Market report: Wednesday close
THE prospect of higher interest rates and a downbeat start to trading in New York conspired to send the FTSE-100 index down today.
A poor performance by mining stocks also knocked around eight points off the Footsie, leaving it 29.1 points lower at 4539.9 by the end of the session.
London's fall mirrored losses on Wall Street, where the Dow Jones Industrial Average continued yesterday's downward spiral.
However investors were hopeful the Dow would recover some of the fall after Federal Reserve chairman Alan Greenspan hinted that an interest rate hike was on the cards.
One analyst said London traders were now looking towards Friday's UK GDP figures, which should indicate the way the Bank of England will vote on interest rates next month.

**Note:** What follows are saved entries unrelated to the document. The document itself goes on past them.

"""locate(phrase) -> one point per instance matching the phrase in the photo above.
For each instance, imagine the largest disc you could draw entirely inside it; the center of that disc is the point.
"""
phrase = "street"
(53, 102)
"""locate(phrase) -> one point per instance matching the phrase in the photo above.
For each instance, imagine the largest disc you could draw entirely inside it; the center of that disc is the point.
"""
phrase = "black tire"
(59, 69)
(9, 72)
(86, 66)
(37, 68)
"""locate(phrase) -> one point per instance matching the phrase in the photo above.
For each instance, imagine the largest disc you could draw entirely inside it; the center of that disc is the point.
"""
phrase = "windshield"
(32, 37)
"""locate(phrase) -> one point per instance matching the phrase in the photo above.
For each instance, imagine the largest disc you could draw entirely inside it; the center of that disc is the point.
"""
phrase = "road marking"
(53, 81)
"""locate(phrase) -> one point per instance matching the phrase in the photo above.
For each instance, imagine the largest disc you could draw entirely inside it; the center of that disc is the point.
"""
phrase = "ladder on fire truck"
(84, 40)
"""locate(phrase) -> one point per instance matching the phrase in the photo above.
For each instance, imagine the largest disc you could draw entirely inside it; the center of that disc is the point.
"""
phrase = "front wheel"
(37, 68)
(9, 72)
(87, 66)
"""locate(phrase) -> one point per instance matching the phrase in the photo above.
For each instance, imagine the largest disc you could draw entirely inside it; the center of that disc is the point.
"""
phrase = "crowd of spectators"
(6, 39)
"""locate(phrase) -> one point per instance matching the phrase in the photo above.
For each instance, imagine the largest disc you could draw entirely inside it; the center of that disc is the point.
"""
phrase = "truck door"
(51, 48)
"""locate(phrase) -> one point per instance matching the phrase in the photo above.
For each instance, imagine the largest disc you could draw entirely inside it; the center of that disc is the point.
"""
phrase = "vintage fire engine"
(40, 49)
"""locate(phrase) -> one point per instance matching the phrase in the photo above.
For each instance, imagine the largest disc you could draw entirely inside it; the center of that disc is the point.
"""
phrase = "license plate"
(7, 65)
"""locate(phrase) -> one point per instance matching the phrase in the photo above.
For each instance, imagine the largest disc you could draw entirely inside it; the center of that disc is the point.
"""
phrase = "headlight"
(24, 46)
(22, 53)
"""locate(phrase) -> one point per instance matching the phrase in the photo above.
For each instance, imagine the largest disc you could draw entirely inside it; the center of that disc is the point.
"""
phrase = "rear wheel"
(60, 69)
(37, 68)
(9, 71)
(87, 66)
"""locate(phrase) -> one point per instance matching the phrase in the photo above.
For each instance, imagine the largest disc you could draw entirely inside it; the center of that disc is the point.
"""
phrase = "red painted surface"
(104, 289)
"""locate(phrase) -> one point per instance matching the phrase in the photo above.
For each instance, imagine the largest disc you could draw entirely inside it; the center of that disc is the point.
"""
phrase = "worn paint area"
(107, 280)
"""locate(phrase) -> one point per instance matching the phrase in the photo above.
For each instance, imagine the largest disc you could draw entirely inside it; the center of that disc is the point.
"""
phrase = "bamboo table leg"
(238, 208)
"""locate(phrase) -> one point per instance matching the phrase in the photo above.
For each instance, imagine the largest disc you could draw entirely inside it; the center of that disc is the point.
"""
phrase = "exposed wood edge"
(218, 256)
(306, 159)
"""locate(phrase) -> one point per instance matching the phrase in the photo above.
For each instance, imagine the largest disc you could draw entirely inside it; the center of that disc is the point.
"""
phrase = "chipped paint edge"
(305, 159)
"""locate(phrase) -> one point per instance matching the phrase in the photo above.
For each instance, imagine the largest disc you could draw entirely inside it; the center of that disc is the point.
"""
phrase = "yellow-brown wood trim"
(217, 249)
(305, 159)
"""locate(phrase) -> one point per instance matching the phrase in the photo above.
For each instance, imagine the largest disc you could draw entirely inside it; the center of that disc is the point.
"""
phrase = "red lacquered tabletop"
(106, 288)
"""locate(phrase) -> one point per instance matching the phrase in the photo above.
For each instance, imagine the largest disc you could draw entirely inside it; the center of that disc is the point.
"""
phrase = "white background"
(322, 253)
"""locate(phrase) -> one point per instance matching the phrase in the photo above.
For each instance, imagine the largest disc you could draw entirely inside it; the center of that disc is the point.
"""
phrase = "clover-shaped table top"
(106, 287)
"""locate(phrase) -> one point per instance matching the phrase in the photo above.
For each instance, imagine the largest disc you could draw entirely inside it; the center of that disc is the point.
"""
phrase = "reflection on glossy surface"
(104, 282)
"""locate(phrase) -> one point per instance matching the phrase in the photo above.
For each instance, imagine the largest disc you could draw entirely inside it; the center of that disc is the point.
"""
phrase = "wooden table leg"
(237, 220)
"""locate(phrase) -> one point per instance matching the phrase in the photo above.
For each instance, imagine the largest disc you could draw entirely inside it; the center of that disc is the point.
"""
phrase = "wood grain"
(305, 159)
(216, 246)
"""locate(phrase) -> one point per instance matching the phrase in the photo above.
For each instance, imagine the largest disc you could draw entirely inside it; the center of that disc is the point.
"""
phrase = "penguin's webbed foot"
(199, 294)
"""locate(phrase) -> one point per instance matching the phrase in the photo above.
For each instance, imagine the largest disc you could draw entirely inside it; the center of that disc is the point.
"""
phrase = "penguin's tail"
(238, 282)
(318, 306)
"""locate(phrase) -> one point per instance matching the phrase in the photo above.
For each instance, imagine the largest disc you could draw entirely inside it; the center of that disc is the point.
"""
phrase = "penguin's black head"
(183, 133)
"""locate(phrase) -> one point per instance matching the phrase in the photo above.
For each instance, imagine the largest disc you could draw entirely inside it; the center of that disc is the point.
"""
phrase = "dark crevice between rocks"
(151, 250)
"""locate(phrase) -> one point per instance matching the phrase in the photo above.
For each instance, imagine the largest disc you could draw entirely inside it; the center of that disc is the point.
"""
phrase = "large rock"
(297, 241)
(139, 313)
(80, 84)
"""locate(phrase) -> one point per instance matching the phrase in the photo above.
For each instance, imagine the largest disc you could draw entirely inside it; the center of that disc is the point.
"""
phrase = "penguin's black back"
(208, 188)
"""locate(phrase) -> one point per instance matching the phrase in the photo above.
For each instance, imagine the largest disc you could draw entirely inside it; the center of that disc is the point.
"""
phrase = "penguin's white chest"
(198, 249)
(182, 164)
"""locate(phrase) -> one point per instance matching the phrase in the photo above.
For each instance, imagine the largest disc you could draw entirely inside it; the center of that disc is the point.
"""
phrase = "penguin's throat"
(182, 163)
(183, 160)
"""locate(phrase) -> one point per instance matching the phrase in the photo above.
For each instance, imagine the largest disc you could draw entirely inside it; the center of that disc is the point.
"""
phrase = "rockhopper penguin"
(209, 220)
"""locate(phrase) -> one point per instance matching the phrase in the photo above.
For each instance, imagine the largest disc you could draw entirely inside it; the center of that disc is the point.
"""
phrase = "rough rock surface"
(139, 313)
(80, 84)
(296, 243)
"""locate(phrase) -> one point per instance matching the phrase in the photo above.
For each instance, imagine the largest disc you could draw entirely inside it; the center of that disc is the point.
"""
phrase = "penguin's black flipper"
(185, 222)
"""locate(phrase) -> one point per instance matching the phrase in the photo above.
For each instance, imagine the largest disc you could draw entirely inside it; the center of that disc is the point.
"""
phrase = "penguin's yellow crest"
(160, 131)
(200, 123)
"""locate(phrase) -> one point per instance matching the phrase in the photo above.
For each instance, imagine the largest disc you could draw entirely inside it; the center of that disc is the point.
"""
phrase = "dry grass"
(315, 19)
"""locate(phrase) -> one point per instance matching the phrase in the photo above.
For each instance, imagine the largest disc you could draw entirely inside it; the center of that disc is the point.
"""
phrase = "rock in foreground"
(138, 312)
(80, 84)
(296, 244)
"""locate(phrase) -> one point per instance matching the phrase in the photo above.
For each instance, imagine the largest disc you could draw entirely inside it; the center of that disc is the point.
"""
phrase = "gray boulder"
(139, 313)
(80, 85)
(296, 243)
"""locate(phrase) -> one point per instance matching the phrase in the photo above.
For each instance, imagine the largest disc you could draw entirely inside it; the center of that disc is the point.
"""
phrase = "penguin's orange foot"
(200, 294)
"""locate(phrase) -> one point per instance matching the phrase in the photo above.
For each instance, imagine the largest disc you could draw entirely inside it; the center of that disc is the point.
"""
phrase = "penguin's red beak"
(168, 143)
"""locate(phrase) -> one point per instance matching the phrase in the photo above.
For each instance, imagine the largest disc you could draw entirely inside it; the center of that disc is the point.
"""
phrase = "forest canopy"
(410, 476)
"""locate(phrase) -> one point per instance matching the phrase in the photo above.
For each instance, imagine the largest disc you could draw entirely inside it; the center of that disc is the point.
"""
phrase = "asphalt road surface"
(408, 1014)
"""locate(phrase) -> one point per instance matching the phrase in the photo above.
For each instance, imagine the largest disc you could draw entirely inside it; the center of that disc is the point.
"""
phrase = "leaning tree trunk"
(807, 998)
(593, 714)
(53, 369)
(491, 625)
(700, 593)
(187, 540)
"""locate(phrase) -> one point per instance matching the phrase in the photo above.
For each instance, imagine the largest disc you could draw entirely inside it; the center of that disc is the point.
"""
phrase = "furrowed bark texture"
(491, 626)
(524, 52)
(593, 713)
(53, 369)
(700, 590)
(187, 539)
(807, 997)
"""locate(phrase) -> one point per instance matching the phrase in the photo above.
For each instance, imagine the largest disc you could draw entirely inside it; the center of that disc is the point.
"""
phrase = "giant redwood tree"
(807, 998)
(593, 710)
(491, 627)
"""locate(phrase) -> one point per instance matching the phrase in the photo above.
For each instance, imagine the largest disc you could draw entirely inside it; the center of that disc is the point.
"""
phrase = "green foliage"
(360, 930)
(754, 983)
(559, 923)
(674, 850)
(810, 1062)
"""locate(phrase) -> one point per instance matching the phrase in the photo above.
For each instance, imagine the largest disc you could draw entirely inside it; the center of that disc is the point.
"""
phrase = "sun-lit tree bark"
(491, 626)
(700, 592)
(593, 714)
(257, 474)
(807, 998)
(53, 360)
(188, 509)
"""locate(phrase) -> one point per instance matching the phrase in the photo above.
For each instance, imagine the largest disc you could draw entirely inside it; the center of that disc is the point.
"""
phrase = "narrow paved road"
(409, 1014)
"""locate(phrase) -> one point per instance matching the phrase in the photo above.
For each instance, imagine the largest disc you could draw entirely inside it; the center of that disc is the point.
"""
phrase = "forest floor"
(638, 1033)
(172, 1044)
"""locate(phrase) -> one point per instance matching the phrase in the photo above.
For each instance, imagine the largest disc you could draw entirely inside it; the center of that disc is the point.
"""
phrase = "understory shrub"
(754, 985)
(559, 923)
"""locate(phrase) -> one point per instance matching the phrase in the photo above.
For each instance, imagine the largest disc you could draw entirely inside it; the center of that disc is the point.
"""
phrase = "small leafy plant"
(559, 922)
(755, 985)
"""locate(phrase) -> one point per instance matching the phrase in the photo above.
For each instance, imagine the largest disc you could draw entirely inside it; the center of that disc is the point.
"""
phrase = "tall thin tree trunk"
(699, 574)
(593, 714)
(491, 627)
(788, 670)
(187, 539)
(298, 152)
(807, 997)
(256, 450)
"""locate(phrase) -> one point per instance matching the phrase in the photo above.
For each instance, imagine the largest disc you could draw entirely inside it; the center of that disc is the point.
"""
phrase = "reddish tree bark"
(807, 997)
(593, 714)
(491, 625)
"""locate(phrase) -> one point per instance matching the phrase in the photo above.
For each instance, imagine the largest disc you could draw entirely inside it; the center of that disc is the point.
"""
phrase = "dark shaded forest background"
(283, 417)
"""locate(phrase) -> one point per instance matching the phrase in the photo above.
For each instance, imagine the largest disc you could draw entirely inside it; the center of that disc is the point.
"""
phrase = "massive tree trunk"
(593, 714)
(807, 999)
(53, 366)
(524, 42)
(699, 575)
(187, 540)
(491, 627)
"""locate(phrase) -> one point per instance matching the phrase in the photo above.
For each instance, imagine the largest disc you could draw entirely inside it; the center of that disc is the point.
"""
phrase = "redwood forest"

Financial stocks were in retreat in London with Abbey National falling nearly 2% or 7.5p to 435p ahead of the company's eagerly-awaited first quarter trading statement tomorrow morning. Rival bank Lloyds TSB was 0.75p cheaper at 426p while HBOS slipped 6.5p to 735.5p.
Insurer Prudential was also in negative territory - down 12p at 453.5p - despite reporting a positive start to trading this year.
The market's weakness also deflected attention from a similarly upbeat first quarter trading update from news and information group Reuters. Even though recurring revenues were better than hoped, shares still fell by nearly 6% or 24.5p to 390.5p, leaving the stock at the top of the fallers board. One area of concern was guidance from Reuters that recurring revenues were more likely to show a 'gradual improvement' in the second half.
The mining sector was dragging the Footsie lower after a further fall in gold prices and a downbeat production report from Rio Tinto, which fell 58p to 1283p.
Anglo American, which was holding its annual meeting today, slipped 63p to 1229p while Footsie newcomer Antofagasta eased 57p to 978p.
Among other top-flight fallers, British Airways declined 13.25p to 285.75p and BAE Systems weakened 10p to 212p.
Outside the top flight, credit card firm Egg, which reported a drop in first quarter profits at its UK arm, fell half a penny to 154p as investors were made to wait for news on the auction of Prudential's 79% stake in the company.
Record results at software group Autonomy failed to spark interest in its shares which fell 4p to 253p. Autonomy said pre-tax profits grew 111% to $2.7m (£1.5m) during the first three months of the year - ahead of market expectations.
And telecoms group Colt fell nearly 5% - 4.5p to 86p - despite delivering first-quarter results in line with expectations.